A Word or Two from a Sympathetic Outsider on the Divisions Within the Anglican Communion

A Word or Two from a Sympathetic Outsider on the Divisions Within the Anglican Communion 2016-01-15T11:25:47-08:00

Liturgy

Now it is a bit of an overstatement that the Episcopal Church has been suspended from the Anglican Communion for the next three years. But it’s close enough to accurate for general purposes to say that the American branch of the Anglican communion has been suspended from full participation in the gatherings of primates, the national heads of the communion, with a charge to take this time to set their house in order. The disorder they are called to put in order is that the American church has fully embraced its gay and lesbian members.

Now, as I am not a Christian, I really have no horse in this race. Although I have had many Anglican friends over the years, and actually took about one third of my course work while in seminary at the Church Divinity School of the Pacific, the Episcopal seminary within the Graduate Theological Union. About the same number of classes, and if I recall correctly, slightly more than I took at my home school the Pacific School of Religion.

This came about because I followed the advice from friends to find a professor I admired and simply take whatever she or he taught. As it happened for me that person was the Reverend Dr Louis Weil, who happened to be a professor of liturgics at CDSP. Between him and a couple of other teachers in that school, I have come to have an abiding affection for the tradition. And like to say from time to time, if it weren’t for that small issue around believing in a God…

For me the Episcopal Church represents the best of the Christian communion, with its commitment to the story as received through both scripture and tradition but at the same time engaged through the fire of reason. Actually I see that as a mark of the Anglican tradition writ large.

Although as this event shows, I’m not in fact correct.

It is all very messy. The conservatives, actually they look more to be reactionaries, are mostly people of color and in former colonies of the British Empire, while the progressives are largely white, there are many agonizing moments for the progressives and some cruel pleasures among reactionaries.

It’s all ugly.

And sad.

While at the moment the American church is the sole body under this suspension, it looks likely that the Canadian church will be following along soon.

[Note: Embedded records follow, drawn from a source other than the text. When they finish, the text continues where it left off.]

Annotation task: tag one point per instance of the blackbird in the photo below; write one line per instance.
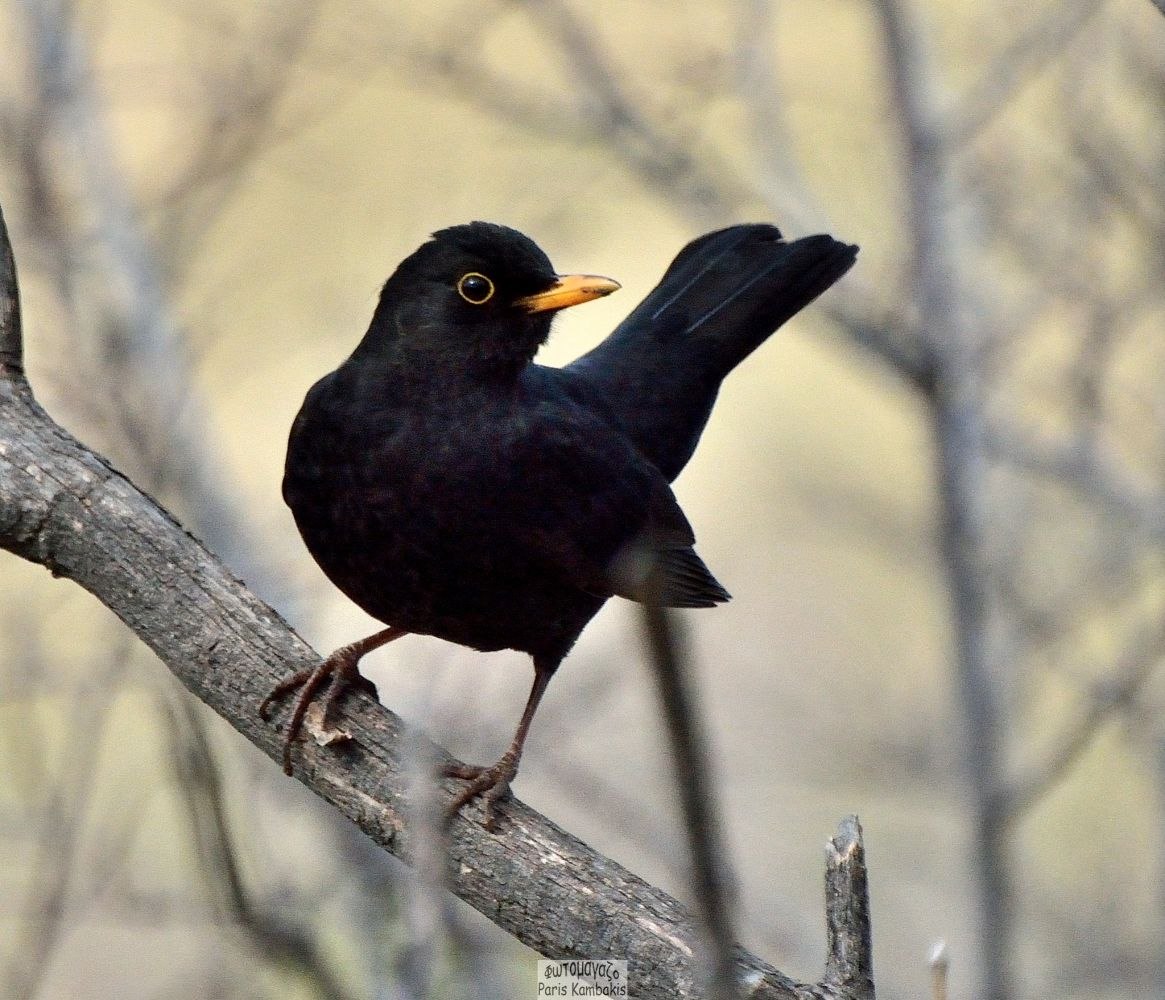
(452, 487)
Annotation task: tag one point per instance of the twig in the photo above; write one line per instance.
(711, 873)
(849, 950)
(12, 342)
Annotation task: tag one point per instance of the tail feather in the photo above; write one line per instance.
(724, 295)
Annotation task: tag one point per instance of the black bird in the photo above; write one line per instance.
(452, 487)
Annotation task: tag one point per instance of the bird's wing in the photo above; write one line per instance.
(594, 508)
(657, 374)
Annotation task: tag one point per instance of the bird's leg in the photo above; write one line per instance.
(493, 782)
(341, 668)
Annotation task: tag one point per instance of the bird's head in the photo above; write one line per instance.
(475, 297)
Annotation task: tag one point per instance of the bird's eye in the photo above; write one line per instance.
(475, 288)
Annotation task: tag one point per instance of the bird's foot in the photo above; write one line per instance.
(489, 783)
(341, 668)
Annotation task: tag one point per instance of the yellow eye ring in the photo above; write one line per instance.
(475, 288)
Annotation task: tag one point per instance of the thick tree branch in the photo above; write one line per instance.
(66, 508)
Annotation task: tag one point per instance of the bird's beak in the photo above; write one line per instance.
(569, 289)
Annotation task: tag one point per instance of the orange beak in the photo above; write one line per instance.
(569, 289)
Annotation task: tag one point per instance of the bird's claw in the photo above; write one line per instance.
(311, 715)
(489, 783)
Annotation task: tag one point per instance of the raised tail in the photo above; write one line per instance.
(724, 295)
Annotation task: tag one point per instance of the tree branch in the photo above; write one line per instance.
(65, 507)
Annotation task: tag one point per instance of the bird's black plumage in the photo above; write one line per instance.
(450, 486)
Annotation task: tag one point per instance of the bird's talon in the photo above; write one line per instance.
(488, 783)
(315, 722)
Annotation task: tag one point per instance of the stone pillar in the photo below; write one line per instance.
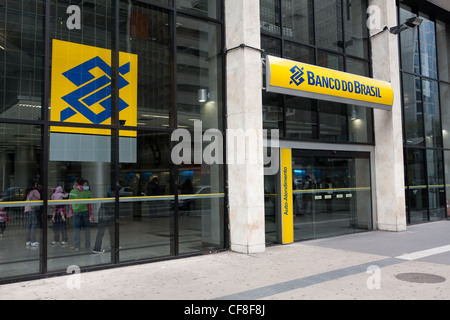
(244, 112)
(389, 166)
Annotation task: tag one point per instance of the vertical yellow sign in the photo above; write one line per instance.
(287, 212)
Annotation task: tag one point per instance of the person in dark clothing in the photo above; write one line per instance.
(106, 216)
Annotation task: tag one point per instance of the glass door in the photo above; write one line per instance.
(331, 193)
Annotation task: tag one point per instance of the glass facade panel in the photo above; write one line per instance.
(356, 32)
(358, 67)
(298, 20)
(301, 118)
(199, 76)
(417, 194)
(428, 62)
(409, 43)
(330, 60)
(207, 8)
(270, 16)
(272, 111)
(297, 52)
(332, 194)
(328, 24)
(333, 121)
(445, 113)
(412, 110)
(146, 33)
(436, 190)
(21, 59)
(21, 224)
(443, 48)
(105, 187)
(432, 119)
(146, 194)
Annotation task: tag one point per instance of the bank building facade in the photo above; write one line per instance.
(138, 131)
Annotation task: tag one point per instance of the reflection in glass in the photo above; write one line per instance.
(445, 113)
(356, 32)
(433, 132)
(409, 43)
(21, 59)
(272, 111)
(417, 195)
(328, 24)
(443, 48)
(330, 60)
(333, 121)
(200, 207)
(270, 16)
(198, 70)
(413, 109)
(428, 48)
(299, 53)
(146, 33)
(436, 190)
(298, 20)
(207, 8)
(301, 118)
(332, 195)
(20, 221)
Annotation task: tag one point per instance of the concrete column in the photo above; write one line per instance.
(389, 167)
(244, 111)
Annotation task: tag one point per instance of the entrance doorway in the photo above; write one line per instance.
(331, 193)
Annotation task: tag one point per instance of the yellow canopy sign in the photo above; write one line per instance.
(309, 81)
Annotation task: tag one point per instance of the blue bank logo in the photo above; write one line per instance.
(297, 75)
(92, 91)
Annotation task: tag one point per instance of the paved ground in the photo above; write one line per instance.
(362, 266)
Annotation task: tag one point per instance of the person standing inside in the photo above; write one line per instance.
(59, 217)
(32, 214)
(80, 213)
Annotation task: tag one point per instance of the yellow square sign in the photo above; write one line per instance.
(81, 88)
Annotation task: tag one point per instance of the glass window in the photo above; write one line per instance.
(428, 60)
(409, 43)
(360, 124)
(445, 110)
(207, 8)
(443, 46)
(298, 20)
(147, 200)
(271, 46)
(146, 35)
(21, 181)
(199, 76)
(331, 194)
(436, 190)
(413, 110)
(21, 59)
(330, 60)
(297, 52)
(200, 206)
(356, 32)
(328, 24)
(301, 118)
(433, 131)
(270, 16)
(80, 178)
(272, 111)
(417, 195)
(333, 121)
(358, 67)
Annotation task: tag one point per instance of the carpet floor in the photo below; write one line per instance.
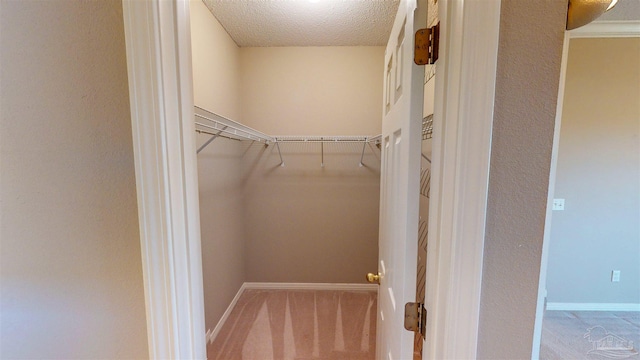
(604, 335)
(299, 325)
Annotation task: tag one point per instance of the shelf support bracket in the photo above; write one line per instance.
(279, 153)
(364, 146)
(213, 137)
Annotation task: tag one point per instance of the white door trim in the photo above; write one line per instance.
(609, 29)
(463, 118)
(465, 89)
(158, 41)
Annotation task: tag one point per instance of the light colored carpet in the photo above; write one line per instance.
(299, 325)
(603, 335)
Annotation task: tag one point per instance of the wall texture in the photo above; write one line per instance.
(72, 284)
(307, 223)
(528, 73)
(598, 175)
(216, 80)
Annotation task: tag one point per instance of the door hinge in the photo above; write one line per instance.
(427, 45)
(415, 318)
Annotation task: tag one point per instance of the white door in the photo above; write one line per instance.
(400, 182)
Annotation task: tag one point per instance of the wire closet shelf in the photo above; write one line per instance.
(216, 125)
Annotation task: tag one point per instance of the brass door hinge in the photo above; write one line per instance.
(427, 45)
(415, 318)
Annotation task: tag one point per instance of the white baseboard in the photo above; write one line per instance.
(285, 286)
(593, 306)
(310, 286)
(225, 315)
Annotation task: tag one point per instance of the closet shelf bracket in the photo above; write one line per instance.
(213, 137)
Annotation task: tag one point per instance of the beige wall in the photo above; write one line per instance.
(307, 223)
(598, 175)
(216, 79)
(529, 57)
(313, 90)
(72, 284)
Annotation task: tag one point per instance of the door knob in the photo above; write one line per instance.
(373, 278)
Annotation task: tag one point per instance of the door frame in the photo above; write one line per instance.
(158, 41)
(158, 44)
(462, 125)
(598, 29)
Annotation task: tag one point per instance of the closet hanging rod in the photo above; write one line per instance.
(213, 121)
(325, 139)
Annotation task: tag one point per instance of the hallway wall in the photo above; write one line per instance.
(527, 79)
(72, 284)
(598, 175)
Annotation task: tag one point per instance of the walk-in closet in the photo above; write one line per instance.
(288, 166)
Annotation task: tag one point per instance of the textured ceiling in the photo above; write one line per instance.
(255, 23)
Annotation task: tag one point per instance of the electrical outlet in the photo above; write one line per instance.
(558, 204)
(615, 276)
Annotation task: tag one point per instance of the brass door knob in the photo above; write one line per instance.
(373, 278)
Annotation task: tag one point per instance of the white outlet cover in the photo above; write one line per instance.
(615, 276)
(558, 204)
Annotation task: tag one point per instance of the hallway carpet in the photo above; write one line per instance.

And as it is highly unlikely the American church, and I expect the shortly to follow the Canadians will either turn the clock back on their gay and lesbian communicants, it seems we are witnessing the first steps in the unraveling of the world Anglican communion.

A sadness.

And a moment of possibility.

What will come of this new freedom is uncertain, most prognostications look to be based upon one’s ideology. Through my lens we might in fact be witnessing the formation of a truly liberal Catholic church.

It could be a healing balm in this world of pain.